كَلِمَتَانِ خَفِيفَتَانِ عَلَى اللِّسَانِ، ثَقِيْلَتَانِ فِى الْمِيْزَانِ، حَبِيْبَتَانِ إِلَى الرَّحْمَٰنِ سُبْحَانَ ٱللّٰهِ وَبِحَمْدِهِ، سُبْحَانَ ٱللّٰهِ الْعَظِيْمِ

Dua kalimat yang ringan di lisan, namun berat di timbangan, dan disukai Al-Rahmân yaitu “Subhânallâh wa bi hamdih, subhânallâhil ‘adzhîm” (Maha Suci Allah dan segala puji bagi-Nya. Maha Suci Allah Yang Maha Agung). (HR. Bukhari no. 6682 dan Muslim no. 2694)

Karenanya, disunnahkan berdo’a dengan menyebutkan nama tersebut. Allah Ta’ala berfirman:

إِنَّ الَّذِينَ آمَنُوا وَعَمِلُوا الصَّالِحَاتِ سَيَجْعَلُ لَهُمُ الرَّحْمَٰنُ وُدًّا ۞

“Sesungguhnya orang-orang yang beriman dan beramal shalih, kelak Yang Maha Penyayang (ar-Rahman) akan menanamkan kasih sayang di dalam hati mereka.” (QS. Maryam: 96)

2. Pengertian Al-Rahîm (Yang Maha Penyayang)

Nama Al-Rahîm disebutkan dalam al-Qur’an sebanyak 141 kali. Allah SWT berfirman;

وَإِلَـٰهُكُمْ إِلَـٰهٌ وَاحِدٌ لَّآ إِلَـٰهَ إِلَّا هُوَ ٱلرَّحْمَـٰنُ ٱلرَّحِیمُ ۞

“Tidak ada yang berhak diibadahi dengan benar kecuali Dia, Yang Maha Pemurah lagi Maha Penyayang.” (QS. Al-Baqarah: 163)

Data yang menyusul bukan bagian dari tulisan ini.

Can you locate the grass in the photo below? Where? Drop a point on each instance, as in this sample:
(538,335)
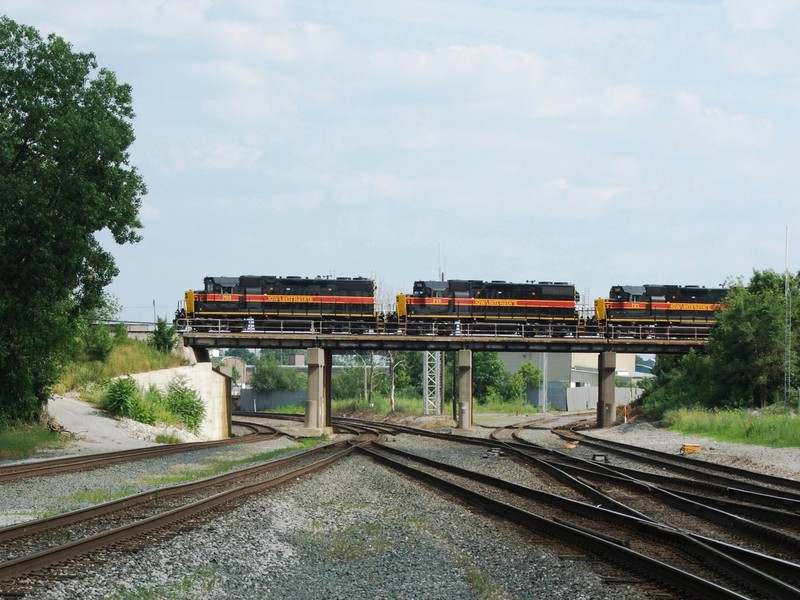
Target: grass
(130,356)
(772,428)
(215,467)
(90,497)
(24,441)
(197,584)
(413,407)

Al-Rahmân dan Al-Rahîm sama-sama diambil dari kata “rahmat” namun Al-Rahmân lebih kuat (secara mubâlaghah) dari Al-Rahîm. Al-Rahmân meliputi seluruh ciptaan, sementara Al-Rahîm menurut sebagian pendapat, hanya khusus bagi orang-orang yang beriman saja.

Allah SWT berfirman:

وَكَانَ بِالْمُؤْمِنِيْنَ رَحِيْمًا ۞

“.. Dan Dia Maha Penyayang kepada orang-orang yang beriman.” (QS. Al-Ahzab: 43)

Sebagian pendapat lain menyatakan bahwa Al-Rahmân adalah sifat dzat bagi Allah dan Al-Rahîm adalah sifat perbuatan bagi Allah.

Hendaknya seorang hamba memiliki sifat kasih sayang (rahmat) sebagai harapan dan permintaan untuk mendapatkan rahmat Allah. Maka bagiannya dari rahmat Allah disyaratkan dengan kasih sayangnya kepada orang-orang di sekelilingnya, sebagaimana Nabi SAW mensyaratkan hal itu:

لَا يَرْحَمُ ٱللّٰهُ مَنْ لَا يَرْحَمُ النَّاسَ

“Allah tidak menyayangi orang-orang yang tidak menyayangi manusia.” (HR. Al-Bukhari: 7376)

Sungguh seorang pelacur diampuni dosanya karena kasih sayangnya kepada seekor anjing yang kehausan, lalu ia memberinya minum dengan sepatunya.

Sebelum seseorang menyayangi orang lain, hendaklah dia menyayangi dirinya terlebih dahulu. Misalnya, ketika seseorang tengah menghadapi musibah, krisis atau kesedihan. Hendaklah ia tidak meninggalkan keimanannya terhadap adanya rahmat Allah SWT. Hal ini agar ia tidak terjerumus ke dalam perangkap kesesatan syaithan karena putus asa dengan jalan bunuh diri, misalnya. Allah SWT berfirman:

وَلَا تَقْتُلُوْآ أَنْفُسَكُمْ إِنَّ ٱللّٰهَ كَانَ بِكُمْ رَحِیْمًا ۞

“.. Dan janganlah kalian membunuh diri kalian sendiri, karena sesungguhnya Allah menyayangi kalian.” (QS. An-Nisa’: 29)

Dalam keadaan beban berat seperti itu, hendaklah berharap akan kasih sayang Allah dengan memperbanyak dzikir dan do’a. Rasulullah SAW mengajarkan cara berdo’a agar kita merasakan kasih sayang Allah SWT ketika berada dalam keadaan yang berat:

دَعَوَاتُ الْمَكْرُوْبِ: اَللّٰهُمَّ رَحْمَتَكَ أَرْجُوْ، فَلَا تَكِلْنِيْ إِلَى نَفْسِى طَرْفَةَ عَيْنٍ، وَأَصْلِحْ لِيْ شَأْنِيْ كُلَّهُ، لآ إِلَهَ إِلَّا أَنْتَ

“Do’a orang yang sedang dalam kesusahan: ‘Allâhumma rahmataka arjû falâ takilnî ilâ nafsî tharfata ‘ainin, wa ashlih lî sya’nî kullahu, lâ ilâha illâ Anta’ (Ya Allah, aku mengharapkan rahmat-Mu, maka janganlah Engkau serahkan urusanku kepada diriku sendiri meski hanya sekejap mata; perbaikilah seluruh urusanku, tidak ada yang berhak diibadahi dengan benar kecuali Engkau).” (HR. Abu Daud)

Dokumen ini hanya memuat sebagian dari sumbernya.